Just idling, camera was drawing 0.5A @ 11V.
Opening up the Panasonic MC5
Opening up was a little more tedious than I anticipated. There were many screws that I took off, and I was expecting the camera body to just come apart, it took a while until I realized that the top side containing the EVF unit has to be slid towards the back of the camera.
Many small boards inside and a lot of interconnect wires. I was able to salvage many tantalum capacitors, the switches and few more parts. One of the motors seem to have an RPM detector, I kept it.
On the insides of the camera stood the manufacturing date:
Electronic View Finder
The EVF unit is housed in the top cover of the camera:
Proceeding inside, I noticed a very clean board – having through-hole electrolytic capacitors. Since EVF working was on the camera – I was a bit more relaxed trying to identify the connection pins.

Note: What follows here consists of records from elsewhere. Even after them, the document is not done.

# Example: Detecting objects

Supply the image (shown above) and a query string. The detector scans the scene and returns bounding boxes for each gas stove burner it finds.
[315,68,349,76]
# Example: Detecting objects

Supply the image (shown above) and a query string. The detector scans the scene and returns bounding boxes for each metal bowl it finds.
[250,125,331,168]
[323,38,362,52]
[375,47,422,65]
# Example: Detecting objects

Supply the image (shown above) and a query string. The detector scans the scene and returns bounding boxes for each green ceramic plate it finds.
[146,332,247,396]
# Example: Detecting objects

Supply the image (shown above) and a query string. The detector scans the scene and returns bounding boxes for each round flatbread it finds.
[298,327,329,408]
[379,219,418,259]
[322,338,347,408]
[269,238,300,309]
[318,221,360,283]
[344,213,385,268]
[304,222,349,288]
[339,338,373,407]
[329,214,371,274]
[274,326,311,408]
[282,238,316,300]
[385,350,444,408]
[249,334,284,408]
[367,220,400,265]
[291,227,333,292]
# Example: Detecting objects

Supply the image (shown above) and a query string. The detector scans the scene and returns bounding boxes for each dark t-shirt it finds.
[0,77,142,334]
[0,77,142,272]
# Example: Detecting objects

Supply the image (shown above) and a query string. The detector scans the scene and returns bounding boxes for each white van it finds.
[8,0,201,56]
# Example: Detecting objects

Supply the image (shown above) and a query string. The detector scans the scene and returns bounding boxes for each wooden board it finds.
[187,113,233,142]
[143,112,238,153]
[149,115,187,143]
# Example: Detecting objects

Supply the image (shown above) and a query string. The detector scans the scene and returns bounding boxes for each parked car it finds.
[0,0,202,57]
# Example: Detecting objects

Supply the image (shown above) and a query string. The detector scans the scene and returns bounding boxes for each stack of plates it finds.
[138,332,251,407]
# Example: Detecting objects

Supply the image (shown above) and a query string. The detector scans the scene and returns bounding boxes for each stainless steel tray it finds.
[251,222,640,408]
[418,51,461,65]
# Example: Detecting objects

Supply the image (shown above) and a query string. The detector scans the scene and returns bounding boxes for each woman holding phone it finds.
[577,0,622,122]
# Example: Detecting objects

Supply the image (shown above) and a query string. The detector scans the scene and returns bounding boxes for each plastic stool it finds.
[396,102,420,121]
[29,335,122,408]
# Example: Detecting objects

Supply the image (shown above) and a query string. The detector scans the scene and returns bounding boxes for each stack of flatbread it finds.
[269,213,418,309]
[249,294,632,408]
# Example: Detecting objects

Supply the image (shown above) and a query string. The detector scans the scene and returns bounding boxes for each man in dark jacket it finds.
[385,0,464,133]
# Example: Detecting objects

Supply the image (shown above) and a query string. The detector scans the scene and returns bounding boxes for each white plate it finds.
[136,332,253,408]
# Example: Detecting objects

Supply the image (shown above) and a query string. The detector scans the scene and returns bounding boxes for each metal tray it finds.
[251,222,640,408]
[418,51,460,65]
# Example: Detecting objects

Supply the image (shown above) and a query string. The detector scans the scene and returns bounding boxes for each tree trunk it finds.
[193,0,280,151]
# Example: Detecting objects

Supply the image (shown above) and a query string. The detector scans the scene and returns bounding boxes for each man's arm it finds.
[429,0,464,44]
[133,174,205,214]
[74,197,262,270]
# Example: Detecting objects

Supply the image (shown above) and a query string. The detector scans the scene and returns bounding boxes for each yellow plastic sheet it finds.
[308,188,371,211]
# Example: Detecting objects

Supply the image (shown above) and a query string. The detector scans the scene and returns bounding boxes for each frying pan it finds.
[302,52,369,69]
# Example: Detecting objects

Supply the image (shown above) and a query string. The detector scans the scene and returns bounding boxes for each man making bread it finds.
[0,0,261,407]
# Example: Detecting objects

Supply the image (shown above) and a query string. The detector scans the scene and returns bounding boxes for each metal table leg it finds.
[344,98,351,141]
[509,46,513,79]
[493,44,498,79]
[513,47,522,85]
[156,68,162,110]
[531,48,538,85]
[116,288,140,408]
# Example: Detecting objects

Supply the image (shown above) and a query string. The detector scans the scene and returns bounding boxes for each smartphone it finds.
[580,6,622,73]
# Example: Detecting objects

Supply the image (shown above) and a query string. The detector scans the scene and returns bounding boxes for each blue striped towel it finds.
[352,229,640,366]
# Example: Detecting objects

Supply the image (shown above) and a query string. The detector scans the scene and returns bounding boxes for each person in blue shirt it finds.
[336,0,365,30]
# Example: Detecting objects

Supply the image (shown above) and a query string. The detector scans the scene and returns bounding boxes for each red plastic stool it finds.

Using the original cable that I desoldered to send signals to the CRT made it much easier to attach signal clamps:
Like all the other boards, the Flyback Transformer has both the VCC and GND connected to it, and GND is connected to the exposed shield. Thus, identifying VCC and GND was easy, and a bit of trial and error revealed the VIDEO IN Signal.
Just under the eyepiece magnifier, the plastic has a sticker calling for 9.6V battery (as that plastic formed the top part of the space where battery was supposed to be attached). I powered the CRT with 5V though – since I could always go to 9.6V, but 9.6V did not sound believable for an EVF:
After applying the voltage, the CRT lit up 🙂 however, there was a small annoyance: a white bar visible on the left of the CRT. It looked rather sharp – is it something generated by the board instead or a defect ?

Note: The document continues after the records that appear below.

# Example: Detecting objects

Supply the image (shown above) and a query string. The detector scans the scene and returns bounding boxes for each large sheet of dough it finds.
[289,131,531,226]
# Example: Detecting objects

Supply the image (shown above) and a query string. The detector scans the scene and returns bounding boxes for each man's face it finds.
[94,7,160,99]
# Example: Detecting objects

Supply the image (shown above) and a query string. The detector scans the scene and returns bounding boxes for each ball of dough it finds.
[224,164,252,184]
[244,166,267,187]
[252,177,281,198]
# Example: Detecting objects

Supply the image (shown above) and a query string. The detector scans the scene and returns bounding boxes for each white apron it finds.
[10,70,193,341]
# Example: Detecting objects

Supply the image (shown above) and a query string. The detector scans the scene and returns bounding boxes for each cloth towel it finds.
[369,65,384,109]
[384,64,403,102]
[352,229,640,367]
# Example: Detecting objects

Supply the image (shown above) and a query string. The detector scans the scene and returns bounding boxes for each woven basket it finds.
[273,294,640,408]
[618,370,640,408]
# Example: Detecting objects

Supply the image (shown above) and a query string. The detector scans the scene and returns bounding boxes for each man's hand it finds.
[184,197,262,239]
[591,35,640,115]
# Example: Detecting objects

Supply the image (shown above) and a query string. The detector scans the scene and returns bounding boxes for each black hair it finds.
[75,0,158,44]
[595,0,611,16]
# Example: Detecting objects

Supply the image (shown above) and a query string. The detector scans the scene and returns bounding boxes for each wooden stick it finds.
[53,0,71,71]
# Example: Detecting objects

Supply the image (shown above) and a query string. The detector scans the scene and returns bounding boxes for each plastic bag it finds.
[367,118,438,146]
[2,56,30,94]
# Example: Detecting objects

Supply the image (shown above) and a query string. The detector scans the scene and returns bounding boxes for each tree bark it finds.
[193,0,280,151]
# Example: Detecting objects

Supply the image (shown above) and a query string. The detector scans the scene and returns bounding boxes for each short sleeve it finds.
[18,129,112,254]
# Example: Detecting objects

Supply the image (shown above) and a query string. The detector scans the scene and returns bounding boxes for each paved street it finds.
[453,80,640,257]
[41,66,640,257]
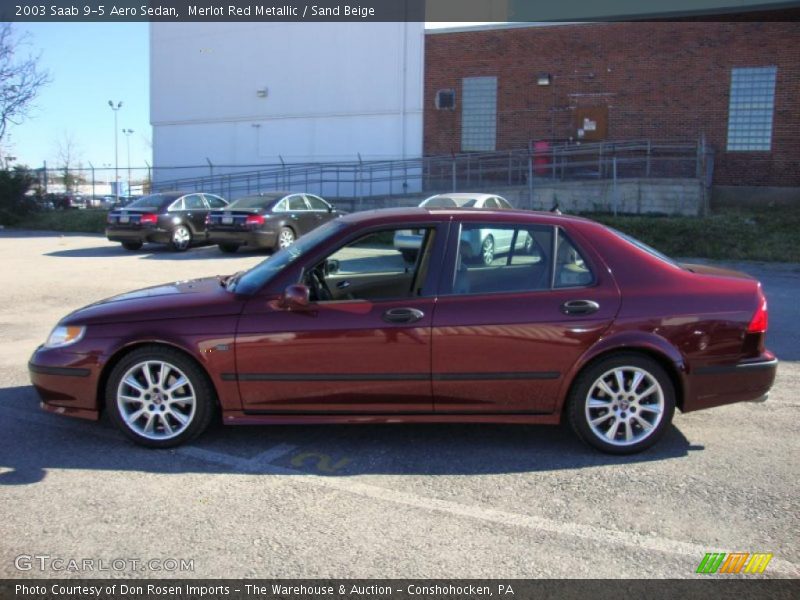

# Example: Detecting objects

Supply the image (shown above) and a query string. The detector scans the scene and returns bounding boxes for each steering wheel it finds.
[308,266,333,302]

Luckily I was able to find the scanned operation manual, it seems that the bar served as brightness level:
The isolated one on the bottom is the one controlling the RED light at the bottom of the viewfinder – which manual describes as White Balance Indication Lamp.

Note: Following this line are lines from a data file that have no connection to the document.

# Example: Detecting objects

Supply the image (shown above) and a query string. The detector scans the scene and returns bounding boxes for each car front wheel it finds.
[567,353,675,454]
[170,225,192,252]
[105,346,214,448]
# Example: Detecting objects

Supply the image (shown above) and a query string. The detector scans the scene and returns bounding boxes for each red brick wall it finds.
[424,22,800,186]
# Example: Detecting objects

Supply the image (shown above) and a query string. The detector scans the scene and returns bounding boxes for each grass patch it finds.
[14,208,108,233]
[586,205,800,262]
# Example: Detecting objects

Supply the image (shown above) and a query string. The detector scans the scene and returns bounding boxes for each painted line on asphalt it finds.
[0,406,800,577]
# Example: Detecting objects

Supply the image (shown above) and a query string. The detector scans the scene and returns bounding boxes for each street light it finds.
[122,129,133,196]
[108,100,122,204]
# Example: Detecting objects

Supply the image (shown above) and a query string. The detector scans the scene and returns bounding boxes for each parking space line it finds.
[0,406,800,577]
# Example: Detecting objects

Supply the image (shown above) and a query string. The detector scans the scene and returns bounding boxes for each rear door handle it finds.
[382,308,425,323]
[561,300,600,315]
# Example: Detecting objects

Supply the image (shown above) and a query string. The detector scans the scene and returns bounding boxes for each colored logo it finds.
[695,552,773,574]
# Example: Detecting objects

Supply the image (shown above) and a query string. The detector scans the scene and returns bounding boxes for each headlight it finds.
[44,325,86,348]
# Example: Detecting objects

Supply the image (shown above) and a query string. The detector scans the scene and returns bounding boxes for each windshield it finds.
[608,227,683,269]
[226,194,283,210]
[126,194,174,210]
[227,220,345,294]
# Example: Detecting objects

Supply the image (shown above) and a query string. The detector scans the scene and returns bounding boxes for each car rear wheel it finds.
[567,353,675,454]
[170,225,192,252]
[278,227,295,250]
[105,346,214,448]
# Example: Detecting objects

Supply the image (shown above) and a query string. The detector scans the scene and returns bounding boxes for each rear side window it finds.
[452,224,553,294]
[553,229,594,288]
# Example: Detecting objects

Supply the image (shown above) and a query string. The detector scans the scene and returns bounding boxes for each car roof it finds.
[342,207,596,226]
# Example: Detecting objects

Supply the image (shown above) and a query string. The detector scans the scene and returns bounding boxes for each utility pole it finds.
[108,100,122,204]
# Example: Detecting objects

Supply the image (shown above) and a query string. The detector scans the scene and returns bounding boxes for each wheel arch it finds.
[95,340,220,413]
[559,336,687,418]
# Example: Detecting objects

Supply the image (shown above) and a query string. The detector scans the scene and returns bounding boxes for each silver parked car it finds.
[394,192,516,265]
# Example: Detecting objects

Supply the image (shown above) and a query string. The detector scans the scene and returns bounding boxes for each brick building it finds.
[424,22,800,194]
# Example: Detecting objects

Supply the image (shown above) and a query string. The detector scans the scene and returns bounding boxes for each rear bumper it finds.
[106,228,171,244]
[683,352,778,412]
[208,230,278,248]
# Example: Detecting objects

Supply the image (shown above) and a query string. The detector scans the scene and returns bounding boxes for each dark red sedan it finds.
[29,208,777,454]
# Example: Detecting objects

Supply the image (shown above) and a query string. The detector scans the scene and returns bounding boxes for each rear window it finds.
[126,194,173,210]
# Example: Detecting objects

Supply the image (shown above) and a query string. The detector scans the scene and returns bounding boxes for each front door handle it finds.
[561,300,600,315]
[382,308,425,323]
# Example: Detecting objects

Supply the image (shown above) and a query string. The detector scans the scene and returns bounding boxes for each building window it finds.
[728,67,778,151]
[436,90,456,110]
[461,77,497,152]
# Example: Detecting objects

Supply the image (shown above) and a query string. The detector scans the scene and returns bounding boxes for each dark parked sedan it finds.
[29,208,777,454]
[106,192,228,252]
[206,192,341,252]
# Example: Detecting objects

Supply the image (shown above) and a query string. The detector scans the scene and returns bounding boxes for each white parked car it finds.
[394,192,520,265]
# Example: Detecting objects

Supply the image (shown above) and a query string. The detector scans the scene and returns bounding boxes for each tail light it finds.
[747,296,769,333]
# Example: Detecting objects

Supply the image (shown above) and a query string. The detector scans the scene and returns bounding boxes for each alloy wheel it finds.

I think there is no resistor in series with the LED, as connecting its associated PIN to VCC degrades the image quality a lot (too low voltage and LED is very bright). Probably the resistor was somewhere on the camera’s circuit board ?
The second PIN that is unused (between VCC and Video IN PINs) is the one controlling the location of the brightness indicator – voltage controls the direction, connecting it to GND makes it go to the bottom of the image and VCC to the top:
The board is driven by an AN2510S IC which was rather difficult to photograph:
Few more photos:
This was an interesting camera to take apart – a new CRT for the collection, clean boards with no bodges and the surprise with the white bar which required to consult the manual to make sense of it.